A novel APA model integrating manufacturing errors and barycenter characteristic for assembly unbalance optimization

Assembly unbalance is a crucial factor in evaluating the assembly performance of aero-engine rotor system, which is influenced by both manufacturing errors and assembly processes. To achieve precise prediction and optimization control of unbalance distribution during assembly process, firstly, this article established a novel APA (Assembly Precision Analysis) model that integrates manufacturing errors and barycenter characteristic based on morphology feature extraction method and homogeneous coordinates transformation theory.

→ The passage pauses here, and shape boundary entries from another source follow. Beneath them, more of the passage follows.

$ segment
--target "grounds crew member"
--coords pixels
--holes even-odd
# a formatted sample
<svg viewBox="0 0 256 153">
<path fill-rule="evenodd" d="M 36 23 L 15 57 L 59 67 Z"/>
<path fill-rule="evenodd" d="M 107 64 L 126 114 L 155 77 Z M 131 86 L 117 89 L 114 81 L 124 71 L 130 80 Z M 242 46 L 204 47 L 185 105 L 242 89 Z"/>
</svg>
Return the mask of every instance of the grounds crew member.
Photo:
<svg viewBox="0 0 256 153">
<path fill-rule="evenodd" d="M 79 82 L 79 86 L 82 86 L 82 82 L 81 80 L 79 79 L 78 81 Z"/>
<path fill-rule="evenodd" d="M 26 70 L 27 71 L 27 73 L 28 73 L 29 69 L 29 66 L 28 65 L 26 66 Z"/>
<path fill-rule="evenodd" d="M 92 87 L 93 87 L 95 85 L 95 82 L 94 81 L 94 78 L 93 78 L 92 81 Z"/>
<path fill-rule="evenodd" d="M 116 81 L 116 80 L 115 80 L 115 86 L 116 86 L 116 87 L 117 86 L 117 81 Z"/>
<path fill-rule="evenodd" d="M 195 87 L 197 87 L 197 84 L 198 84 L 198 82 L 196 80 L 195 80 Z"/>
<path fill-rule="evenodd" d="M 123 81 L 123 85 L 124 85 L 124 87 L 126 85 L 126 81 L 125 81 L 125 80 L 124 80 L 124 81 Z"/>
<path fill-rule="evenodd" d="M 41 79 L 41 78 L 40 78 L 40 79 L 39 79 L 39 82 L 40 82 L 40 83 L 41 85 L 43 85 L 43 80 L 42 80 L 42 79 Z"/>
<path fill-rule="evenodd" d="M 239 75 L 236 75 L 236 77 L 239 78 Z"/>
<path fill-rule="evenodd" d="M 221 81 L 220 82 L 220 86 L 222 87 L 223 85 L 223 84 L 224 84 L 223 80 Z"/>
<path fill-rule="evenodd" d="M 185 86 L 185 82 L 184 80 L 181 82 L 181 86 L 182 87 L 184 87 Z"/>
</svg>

Then, taking into account the total unbalance and local maximum unbalance of assembled rotor comprehensively, the dual-objective optimization method for unbalance reduction was proposed. Finally, based on an assembly case of a simulated aero-engine rotor, the application of APA model in optimizing assembly unbalance has been introduced. The analysis results show that the average errors of the APA model in predicting eccentricity value and eccentricity phase are 3.17% and 2.56% respectively. Meanwhile, compared to the existed assembly strategies, the U Total and U Max index obtained by the proposed optimization method are significantly reduced, which proves that the proposed APA model and the dual-objective optimization method are feasible in optimizing assembly unbalance. The research contents have important guiding significance for the high-performance assembly of rotor system.